カグヤはダイアルの口調が変わったのを気付いたが、他の三人は気付かなかった。
「貴方達、ダイアル様に失礼じゃないの。直ぐに謝罪しなさい」
「断る。私達は事実を言っただけだ」
「その通りだ」
「私達は間違っていない」
「貴方達、いい加減にしなさい」
ダイアル様が本当にキレるじゃないのよ。
「・・・・・・・・貴様達の気持ちは分かった。とても残念だが、貴様達とは暫く距離を置く」
あぁ、半分程キレてしまった。
「早く謝罪しなさい。本当に不味いのよ」
「良いですよ」
「構いませんよ」
「望むところです」
「・・・・・・・・・・そ・う・か・よ」
あぁ、殆どキレてしまった。
「最後の忠告よ。貴方達、直ちに土下座して、謝罪しなさい。さもないと絶対に後悔するわよ」
「うるさい」
「後悔なんかするか」
「こっちのセリフだ」
「・・・・・・・・・・・・」
あぁ、完全にキレてしまった。
「ダイアル様を完全に怒らせてしまうなんて、貴方達って、本当の愚か者よ。後で泣き付いてきても、知らないわよ」
「とても不愉快です。
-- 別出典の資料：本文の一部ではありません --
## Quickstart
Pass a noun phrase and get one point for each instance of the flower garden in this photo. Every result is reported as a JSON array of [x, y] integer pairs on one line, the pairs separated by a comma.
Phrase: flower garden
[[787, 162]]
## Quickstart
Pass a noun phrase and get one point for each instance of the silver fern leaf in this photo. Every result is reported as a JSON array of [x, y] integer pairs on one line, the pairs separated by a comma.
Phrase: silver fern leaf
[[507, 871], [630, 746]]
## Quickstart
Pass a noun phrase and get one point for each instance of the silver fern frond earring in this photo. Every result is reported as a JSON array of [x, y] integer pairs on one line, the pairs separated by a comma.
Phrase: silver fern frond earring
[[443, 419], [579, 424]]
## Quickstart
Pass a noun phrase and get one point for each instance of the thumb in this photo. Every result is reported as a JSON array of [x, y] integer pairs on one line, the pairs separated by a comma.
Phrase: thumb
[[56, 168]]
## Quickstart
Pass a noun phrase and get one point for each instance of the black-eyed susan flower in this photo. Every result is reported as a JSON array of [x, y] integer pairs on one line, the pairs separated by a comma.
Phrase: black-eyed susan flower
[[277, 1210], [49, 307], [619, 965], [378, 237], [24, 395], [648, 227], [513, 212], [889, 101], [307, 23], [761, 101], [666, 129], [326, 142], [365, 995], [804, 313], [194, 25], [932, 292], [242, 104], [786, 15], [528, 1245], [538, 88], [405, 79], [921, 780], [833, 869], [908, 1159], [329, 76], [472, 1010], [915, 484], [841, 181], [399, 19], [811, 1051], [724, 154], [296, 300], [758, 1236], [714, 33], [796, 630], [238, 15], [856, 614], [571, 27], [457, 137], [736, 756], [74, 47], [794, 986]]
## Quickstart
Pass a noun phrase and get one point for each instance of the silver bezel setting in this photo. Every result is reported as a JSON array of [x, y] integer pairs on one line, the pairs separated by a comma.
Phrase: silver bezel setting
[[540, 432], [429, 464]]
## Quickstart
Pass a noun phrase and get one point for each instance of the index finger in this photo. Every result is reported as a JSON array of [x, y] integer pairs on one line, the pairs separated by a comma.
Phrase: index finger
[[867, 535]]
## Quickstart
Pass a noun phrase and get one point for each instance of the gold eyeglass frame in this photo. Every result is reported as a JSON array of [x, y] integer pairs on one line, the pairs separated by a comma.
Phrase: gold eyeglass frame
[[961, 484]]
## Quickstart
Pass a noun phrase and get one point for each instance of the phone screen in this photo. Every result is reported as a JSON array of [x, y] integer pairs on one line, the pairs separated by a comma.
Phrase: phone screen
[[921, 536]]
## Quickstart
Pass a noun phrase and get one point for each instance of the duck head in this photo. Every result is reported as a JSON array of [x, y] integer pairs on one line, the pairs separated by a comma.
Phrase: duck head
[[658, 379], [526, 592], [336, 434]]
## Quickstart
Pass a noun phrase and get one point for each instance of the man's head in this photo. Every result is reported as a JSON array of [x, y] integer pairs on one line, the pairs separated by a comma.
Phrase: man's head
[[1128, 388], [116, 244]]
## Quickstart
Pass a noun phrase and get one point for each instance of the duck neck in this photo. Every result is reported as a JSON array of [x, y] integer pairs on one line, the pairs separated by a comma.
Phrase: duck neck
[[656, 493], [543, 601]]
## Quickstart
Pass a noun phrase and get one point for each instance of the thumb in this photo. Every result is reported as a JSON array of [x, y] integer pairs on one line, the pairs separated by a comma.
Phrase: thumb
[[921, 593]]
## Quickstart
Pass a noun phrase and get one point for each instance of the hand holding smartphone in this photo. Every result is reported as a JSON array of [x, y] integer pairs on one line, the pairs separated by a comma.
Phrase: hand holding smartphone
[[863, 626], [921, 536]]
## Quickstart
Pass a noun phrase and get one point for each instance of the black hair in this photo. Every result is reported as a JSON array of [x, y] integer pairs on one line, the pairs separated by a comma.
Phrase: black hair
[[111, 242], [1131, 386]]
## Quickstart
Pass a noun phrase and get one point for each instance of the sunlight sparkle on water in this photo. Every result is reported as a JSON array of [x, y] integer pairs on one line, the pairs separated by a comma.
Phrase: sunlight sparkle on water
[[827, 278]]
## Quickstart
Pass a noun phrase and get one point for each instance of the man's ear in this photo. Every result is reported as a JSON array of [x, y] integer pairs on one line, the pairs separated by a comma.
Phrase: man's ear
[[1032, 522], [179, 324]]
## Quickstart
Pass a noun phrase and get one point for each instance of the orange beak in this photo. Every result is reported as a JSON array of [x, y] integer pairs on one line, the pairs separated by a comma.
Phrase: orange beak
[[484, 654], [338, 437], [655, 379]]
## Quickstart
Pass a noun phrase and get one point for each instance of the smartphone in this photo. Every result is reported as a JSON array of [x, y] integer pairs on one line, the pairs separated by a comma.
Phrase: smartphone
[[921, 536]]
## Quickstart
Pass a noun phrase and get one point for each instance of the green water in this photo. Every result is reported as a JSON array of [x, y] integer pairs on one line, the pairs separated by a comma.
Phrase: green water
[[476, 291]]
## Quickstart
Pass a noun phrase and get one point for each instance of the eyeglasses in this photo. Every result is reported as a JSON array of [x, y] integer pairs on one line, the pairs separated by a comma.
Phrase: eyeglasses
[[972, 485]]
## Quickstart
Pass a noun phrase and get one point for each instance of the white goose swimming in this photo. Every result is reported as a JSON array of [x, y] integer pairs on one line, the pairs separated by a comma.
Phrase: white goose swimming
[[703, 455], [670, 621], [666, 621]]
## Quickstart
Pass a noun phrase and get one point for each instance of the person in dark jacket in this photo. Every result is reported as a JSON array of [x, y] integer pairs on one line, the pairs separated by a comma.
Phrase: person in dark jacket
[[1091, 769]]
カグヤ様、寮に戻ります」
「はい、ダイアル様」
こうして私とカグヤはナルカ達と距離を置き、疎遠になった。
「お三人共、どうなされたのですか」
「ライカ皇女、聞いて下さい。ダイアル嬢とカグヤ嬢が貴女を侮辱したのです」
「そうなんですよ。ライカ皇女が本性を偽っていると、言い張っているんです」
「そうです。ライカ皇女が猫を被っているとも、言っていました」
「・・・・そうですか。しかし私は気にしませんよ。中傷には慣れておりますから」
あの二人は何者なのよ。
あの短時間で私の本性を見抜くなんて、信じられない。
ダイアル嬢を見極めるどころか、私が見抜かれるなんて、大変な屈辱よ。
あの二人は要注意人物ね。
ライドルにも警戒するように、言っておかないとならないわね。
都合が良い事にコイツらと仲違いしたみたいだから、愚かなコイツらから彼女の情報を聞き出すとしますか。
「ダイアル嬢、我と昼食に付き合え」
「申し訳ございません。お断りさせて頂きます」
「ダイアル様に対して、非礼過ぎますよ」
「ふざけないで下さい」
「私達の目の前から消えなさい」
「ひぃいいい」
ライドル皇子が昼食に付き合えと戯れ言を吐いたが、カグヤ達に叱責されて、怯えてしまい、脱兎の如く逃げ出した。
やはり虚勢を張っているだけの臆病者だった。
「今日も昼食に付き合え」
「絶対にお断りよ」
「今日こそ昼食に付き合え」
「お断りしても、良いですか」
「今日こそ絶対に昼食に付き合え」
「いい加減に諦めろ」
「何か有益な情報は得られた。私の方は駄目だったわよ」
「ダイアル嬢からは複数の性格を感じた。つまり多重性格者みたいだよ」
「多重性格者?多重人格者の間違いじゃないの」
「違うよ。多重人格じゃなくて、あくまでも多重性格だよ」
「どう違うのよ」
「多重人格というのは一人の人物に複数の人格とか記憶とかが存在して、全ての言動が変化する事だよ。多重性格というのは単に性格だけが変化する事だよ」
「・・・・???」
「つまり僕達みたいにわざと口調や態度を変えるんじゃなくて、彼女は自然に口調や態度が変わるんだよ」
「・・・・???」
どうやら姉さんには違いが理解できないみたいだ。
僕だってあんな変態が居るなんて、想定外だから、仕方ないか。
「何なのよ。この命令は」
「冗談だろう」
取り敢えず当初の目的は果たせたので、一安心したのだが、新たな命令が伝えられた。
それは帰国命令が出されるまで、この国で諜報活動をしろという内容だった。